The central bank said that it kept its overnight rate at 0.5 per cent because inflation and economic activity was largely unfolding as predicted, even as low oil prices continue to weigh on the economy.
The rebound, the bank added, is supported by the long-awaited “signs of strength” in non-resource sectors, thanks to solid growth in the United States.
“Economic momentum is rebuilding,” the bank wrote in its latest monetary policy report, also released Wednesday.
But it cautioned that expansion in non-resources industries would still fall short of offsetting the impact of the oil slump.
The economy hit reverse over the first two quarters of 2015 after per-barrel prices on crude dropped by more than half.
The central bank once again pointed to robust household spending as the key driver of Canada’s economic activity.

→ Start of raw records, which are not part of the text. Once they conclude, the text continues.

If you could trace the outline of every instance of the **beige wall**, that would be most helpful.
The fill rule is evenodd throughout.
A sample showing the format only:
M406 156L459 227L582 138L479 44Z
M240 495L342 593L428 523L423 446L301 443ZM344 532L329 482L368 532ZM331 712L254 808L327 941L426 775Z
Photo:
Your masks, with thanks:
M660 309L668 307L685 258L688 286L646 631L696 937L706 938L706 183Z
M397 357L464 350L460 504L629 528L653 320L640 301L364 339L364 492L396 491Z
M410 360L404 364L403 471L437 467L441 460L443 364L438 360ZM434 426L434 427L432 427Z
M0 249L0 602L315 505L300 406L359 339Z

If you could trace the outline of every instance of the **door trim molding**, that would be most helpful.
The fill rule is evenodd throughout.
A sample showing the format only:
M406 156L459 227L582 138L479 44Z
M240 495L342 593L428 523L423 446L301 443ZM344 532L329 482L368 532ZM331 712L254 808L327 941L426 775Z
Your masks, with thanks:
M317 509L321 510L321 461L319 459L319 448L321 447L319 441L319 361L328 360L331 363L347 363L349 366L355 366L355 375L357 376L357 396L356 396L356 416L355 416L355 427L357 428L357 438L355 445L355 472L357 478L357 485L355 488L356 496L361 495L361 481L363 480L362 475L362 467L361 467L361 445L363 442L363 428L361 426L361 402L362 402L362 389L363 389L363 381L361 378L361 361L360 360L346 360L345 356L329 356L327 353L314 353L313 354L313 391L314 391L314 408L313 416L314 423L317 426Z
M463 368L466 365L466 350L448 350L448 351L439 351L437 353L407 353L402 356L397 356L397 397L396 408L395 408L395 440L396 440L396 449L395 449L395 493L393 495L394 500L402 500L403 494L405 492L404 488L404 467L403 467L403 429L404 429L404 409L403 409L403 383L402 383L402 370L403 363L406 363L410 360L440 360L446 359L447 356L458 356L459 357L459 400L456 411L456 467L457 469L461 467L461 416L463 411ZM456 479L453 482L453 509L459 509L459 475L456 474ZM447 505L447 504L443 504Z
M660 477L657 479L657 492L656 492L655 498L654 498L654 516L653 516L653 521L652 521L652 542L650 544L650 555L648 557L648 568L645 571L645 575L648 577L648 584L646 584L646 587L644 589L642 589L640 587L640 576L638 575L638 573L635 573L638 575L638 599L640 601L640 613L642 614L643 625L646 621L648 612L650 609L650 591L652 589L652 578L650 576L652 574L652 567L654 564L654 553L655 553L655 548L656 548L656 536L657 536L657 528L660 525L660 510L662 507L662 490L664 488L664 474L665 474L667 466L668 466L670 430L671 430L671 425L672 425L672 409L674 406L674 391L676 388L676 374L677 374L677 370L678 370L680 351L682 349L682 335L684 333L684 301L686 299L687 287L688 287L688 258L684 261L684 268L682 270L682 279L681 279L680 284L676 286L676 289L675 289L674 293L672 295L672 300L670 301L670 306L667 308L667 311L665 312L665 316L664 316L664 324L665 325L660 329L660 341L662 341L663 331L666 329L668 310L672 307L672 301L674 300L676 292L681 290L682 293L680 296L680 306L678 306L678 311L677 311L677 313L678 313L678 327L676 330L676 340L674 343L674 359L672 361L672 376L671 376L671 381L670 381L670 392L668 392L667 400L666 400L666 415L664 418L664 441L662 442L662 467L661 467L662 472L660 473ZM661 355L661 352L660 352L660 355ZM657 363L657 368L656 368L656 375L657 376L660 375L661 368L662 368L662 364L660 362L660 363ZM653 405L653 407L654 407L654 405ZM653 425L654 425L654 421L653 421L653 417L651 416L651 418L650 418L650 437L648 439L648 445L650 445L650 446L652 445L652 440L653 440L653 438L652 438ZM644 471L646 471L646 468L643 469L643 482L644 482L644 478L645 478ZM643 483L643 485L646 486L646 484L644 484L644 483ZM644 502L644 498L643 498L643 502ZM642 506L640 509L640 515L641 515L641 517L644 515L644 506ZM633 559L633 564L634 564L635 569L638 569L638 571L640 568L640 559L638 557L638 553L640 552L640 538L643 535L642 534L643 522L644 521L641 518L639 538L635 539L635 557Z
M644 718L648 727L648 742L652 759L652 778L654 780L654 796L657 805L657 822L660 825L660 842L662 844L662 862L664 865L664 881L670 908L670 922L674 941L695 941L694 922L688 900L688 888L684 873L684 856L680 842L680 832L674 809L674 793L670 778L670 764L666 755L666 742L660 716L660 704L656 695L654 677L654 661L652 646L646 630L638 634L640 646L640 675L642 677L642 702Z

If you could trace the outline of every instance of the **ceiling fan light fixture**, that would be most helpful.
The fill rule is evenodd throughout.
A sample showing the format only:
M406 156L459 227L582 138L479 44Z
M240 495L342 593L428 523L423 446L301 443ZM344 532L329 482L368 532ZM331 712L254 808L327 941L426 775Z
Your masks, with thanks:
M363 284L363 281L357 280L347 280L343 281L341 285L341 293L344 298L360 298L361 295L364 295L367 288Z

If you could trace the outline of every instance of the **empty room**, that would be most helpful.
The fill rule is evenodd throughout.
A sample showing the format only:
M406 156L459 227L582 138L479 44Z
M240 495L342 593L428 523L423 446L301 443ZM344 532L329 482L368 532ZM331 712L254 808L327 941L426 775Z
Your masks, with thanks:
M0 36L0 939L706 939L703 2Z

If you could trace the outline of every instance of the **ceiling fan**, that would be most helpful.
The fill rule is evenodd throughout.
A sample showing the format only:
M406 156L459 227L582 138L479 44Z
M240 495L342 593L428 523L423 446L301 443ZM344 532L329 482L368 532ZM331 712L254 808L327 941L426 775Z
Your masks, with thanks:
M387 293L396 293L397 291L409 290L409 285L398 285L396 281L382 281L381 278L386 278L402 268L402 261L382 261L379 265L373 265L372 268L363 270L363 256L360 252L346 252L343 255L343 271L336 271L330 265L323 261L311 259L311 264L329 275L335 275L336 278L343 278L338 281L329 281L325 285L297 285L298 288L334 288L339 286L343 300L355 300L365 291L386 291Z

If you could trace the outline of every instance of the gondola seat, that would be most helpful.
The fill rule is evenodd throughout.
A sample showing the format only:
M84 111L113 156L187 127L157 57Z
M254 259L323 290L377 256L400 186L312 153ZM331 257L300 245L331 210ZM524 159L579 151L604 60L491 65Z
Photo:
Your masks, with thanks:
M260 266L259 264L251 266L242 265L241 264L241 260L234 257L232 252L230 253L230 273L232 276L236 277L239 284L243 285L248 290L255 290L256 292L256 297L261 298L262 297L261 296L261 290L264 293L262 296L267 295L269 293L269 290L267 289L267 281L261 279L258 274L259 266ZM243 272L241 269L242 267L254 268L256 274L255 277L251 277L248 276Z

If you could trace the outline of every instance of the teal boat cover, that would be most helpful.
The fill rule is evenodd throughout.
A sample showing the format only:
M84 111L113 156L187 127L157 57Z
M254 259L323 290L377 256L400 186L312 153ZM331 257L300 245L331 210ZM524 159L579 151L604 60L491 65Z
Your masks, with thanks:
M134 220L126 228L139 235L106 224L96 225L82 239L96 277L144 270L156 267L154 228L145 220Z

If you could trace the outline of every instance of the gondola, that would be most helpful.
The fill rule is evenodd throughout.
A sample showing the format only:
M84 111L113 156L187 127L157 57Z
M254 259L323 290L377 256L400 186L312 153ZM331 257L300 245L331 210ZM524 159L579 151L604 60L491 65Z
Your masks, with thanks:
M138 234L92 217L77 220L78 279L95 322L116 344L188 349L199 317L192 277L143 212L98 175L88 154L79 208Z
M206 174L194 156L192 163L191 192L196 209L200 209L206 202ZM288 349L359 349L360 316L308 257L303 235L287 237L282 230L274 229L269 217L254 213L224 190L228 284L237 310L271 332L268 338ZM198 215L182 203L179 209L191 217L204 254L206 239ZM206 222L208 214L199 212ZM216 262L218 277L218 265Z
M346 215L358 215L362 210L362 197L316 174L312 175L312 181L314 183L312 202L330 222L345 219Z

As a result, it warned the overall ratio of debt to disposable income crept higher.
It said the economy is also receiving boosts from the lower Canadian dollar and the bank’s moves earlier this year to lower its benchmark rate.
The weak start to 2015 pushed the economy into its first technical recession in six years, following declines of 0.8 per cent in the first quarter and 0.5 per cent in the second.

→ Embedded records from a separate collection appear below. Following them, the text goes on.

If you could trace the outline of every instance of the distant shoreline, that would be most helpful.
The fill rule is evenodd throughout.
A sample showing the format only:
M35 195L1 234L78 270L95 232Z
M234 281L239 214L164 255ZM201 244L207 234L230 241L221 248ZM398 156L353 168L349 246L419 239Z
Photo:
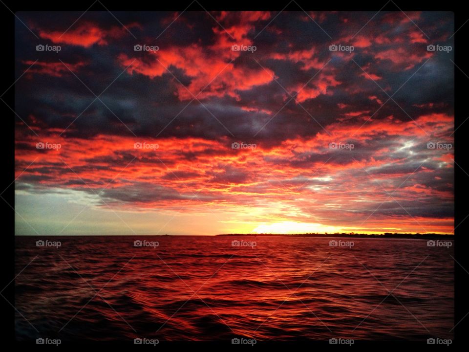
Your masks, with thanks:
M454 235L452 234L444 235L442 234L401 234L389 233L378 235L373 234L366 235L365 234L350 234L350 233L334 233L334 234L222 234L217 235L217 236L279 236L281 237L346 237L355 238L379 238L379 239L415 239L421 240L433 240L438 239L453 239Z

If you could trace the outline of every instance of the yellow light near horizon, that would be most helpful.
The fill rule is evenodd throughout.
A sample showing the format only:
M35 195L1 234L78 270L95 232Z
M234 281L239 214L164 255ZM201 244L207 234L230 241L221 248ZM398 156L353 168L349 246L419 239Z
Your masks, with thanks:
M294 221L282 221L264 224L258 226L253 230L253 233L259 234L303 234L316 232L334 233L342 232L341 227L325 226L319 223Z

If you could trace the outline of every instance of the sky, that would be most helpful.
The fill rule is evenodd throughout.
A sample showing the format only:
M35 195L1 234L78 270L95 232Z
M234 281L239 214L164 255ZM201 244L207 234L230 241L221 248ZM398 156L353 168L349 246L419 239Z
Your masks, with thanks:
M452 13L17 15L17 235L453 232Z

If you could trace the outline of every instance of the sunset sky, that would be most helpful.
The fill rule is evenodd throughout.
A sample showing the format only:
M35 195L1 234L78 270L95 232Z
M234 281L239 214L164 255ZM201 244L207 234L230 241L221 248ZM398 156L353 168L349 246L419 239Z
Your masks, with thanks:
M18 13L16 234L452 233L453 14L375 14Z

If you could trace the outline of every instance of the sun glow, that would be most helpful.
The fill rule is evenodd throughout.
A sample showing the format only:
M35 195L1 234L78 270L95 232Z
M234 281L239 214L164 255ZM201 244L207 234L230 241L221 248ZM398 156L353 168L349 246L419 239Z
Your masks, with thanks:
M333 233L342 232L342 229L341 227L325 226L319 223L283 221L260 225L254 229L253 232L259 234Z

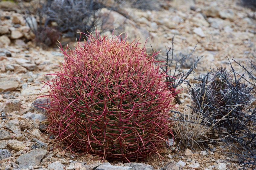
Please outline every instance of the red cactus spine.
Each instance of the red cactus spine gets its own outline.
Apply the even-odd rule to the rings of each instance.
[[[120,40],[121,39],[121,41]],[[89,36],[66,59],[50,86],[48,131],[73,152],[130,161],[154,153],[171,134],[175,93],[154,54],[120,36]]]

The bank maintained its July forecast that the economy—as measured by real gross domestic product—will grow by 1.1 per cent in 2015.
It expects real GDP to average about two per cent over the last two quarters of 2015, despite the struggles of the ever-important resource sector.
The late-2015 growth, the bank added, will materialize as the economy shakes off the bulk of the negative effects from the oil-price shock.
The economy will also be bolstered by increased consumption by families who spent the child-benefit cheques they received in the summer from the outgoing Conservative government, the bank said.
The projections in the Bank of Canada quarterly report are based on previously announced plans by the federal government—not on campaign promises made by the incoming Liberal government.
Over the longer term, however, the bank has downgraded its previous growth projections for 2016 and 2017, blaming the hits business investment and resource exports have taken from persistently low commodity prices.
The bank predicted it will take several years for the whole economy to fully adjust to the environment of cheaper commodities.
“The Canadian economy is undergoing a complex set of adjustments,” the Bank of Canada said.
“A prolonged period of deteriorating competitiveness, punctuated by the Great Recession, led to the destruction of many firms and depressed business investment outside the energy sector, resulting in significantly reduced capacity in the non-resource sector.
“It is in this context that the Canadian economy has to adjust to lower commodity prices.”